The Northeastern women have historically found success in the Beanpot, winning 20 of 46 tournaments and compiling a 56–31–6 record through 2025. The Huskies appeared in 16 straight finals, from 1983 to 1998, winning 13 of those tournaments, including 9 straight. The Huskies have qualified for the Beanpot finals 31 times through 2025:
- March 17, 1979: Northeastern 3, Boston College 1
- February 24, 1980: Northeastern 7, Harvard 1
- February 18, 1983: Northeastern 7, Harvard 1
- February 17, 1984: Northeastern 7, Harvard 1
- February 12, 1985: Northeastern 7, Boston College 0
- February 11, 1986: Northeastern 7, Harvard 0
- February 10, 1987: Northeastern 7, Harvard 1
- February 9, 1988: Northeastern 5, Harvard 1
- February 14, 1989: Northeastern 9, Harvard 0
- February 13, 1990: Northeastern 3, Harvard 2
- February 12, 1991: Northeastern 2, Harvard 1
- February 11, 1992: Harvard 3, Northeastern 0
- February 9, 1993: Brown 3, Northeastern 0
- February 15, 1994: Northeastern 6, Harvard 2
- February 14, 1995: Harvard 3, Northeastern 2
- February 13, 1996: Northeastern 4, Boston College 3 (OT)
- February 11, 1997: Northeastern 8, Harvard 1
- February 10, 1998: Northeastern 5, Harvard 4
- February 15, 2000: Harvard 4, Northeastern 3 (OT)
- February 13, 2001: Harvard 4, Northeastern 3 (OT)
- February 10, 2004, Harvard 5, Northeastern 1
- February 9, 2010: Harvard 1, Northeastern 0
- February 7, 2012: Northeastern 4, Boston University 3 (OT)
- February 12, 2013: Northeastern 4, Boston College 3
- February 11, 2014: Boston College 3, Northeastern 0
- February 9, 2016: Boston College 7, Northeastern 0
- February 7, 2017: Boston College 2, Northeastern 1
- February 11, 2020: Northeastern 4, Boston University 3 (2-OT)
2021: Cancelled due to the Coronavirus pandemic
- February 14, 2023: Northeastern 2, Boston College 1
- January 23, 2024: Northeastern 2, Boston University 1 (OT)
- January 21, 2025: Northeastern 4, Boston University 0

==Notable alumni==
Among notable players for Northeastern have been former Canadian national team captain Vicky Sunohara, United States national team goaltender Kelly Dyer who was also the second woman to play professional ice hockey in North America, United States national team goaltender Chanda Gunn, ten-time United States national team member Shelley Looney, 2002 collegiate women's player of the year Brooke Whitney, and long time Canadian national team member and Olympic medalist Laura Schuler. Chelsey Goldberg is now a professional ice hockey player.

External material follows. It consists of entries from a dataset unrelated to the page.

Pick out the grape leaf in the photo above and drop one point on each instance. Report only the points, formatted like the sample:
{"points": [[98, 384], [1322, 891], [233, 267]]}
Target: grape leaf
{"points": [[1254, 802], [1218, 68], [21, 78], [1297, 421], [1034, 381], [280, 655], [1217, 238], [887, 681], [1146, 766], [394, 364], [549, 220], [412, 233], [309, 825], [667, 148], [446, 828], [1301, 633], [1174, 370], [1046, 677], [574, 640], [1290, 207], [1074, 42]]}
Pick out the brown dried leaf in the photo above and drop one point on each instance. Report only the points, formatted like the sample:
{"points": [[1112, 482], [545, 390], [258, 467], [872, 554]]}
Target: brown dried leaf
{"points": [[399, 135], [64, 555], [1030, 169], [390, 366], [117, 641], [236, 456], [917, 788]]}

The following Huskies have played on the United States national team: Tina Cardinale (1990, 1992), Kendall Coyne (2010–26), Aerin Frankel (2019-2022), Chanda Gunn (2004-2007), Kim Haman (1992), Shelley Looney (1992-2006), Gwyneth Phillips (2024-2026), Hayley Scamurra (2019-2026), Erika Silva (2004), Jeanine Sobek (1990, 1992, 1994–96), Brooke White (2001, 2004), Hilary Witt (2001). Laura Schuler (1990-1998) and Vicky Sunohara (1990-2006) represented Canada. Florence Schelling was the goaltender of the Switzerland national team (2004–2018) while Alessia Baechler (2022-2026), Julia Marty (2004-2015), Alina Müller (2013-2026), and Ivana Wey (2026) have also played for Switzerland. Additionally, Rachel Llanes (2009-2014) represented China, Denisa Křîžová (2011-2026) represented Czechia, Chloé Aurard-Bushee (2015-2026) represented France

Hilary Witt

Witt came to Northeastern University in 1996 from Canton High School in Canton, Massachusetts. In hockey she played on the Assabet Valley Club team for four years while they won two National Championships. In her freshman year, she helped the Huskies to a 27–9 season and the 1997 ECAC Championship. Witt scored two goals, including the game winner, in the 3–2 title win over New Hampshire and as a rookie was named the tournament MVP. She led the team in scoring that season with 24 goals.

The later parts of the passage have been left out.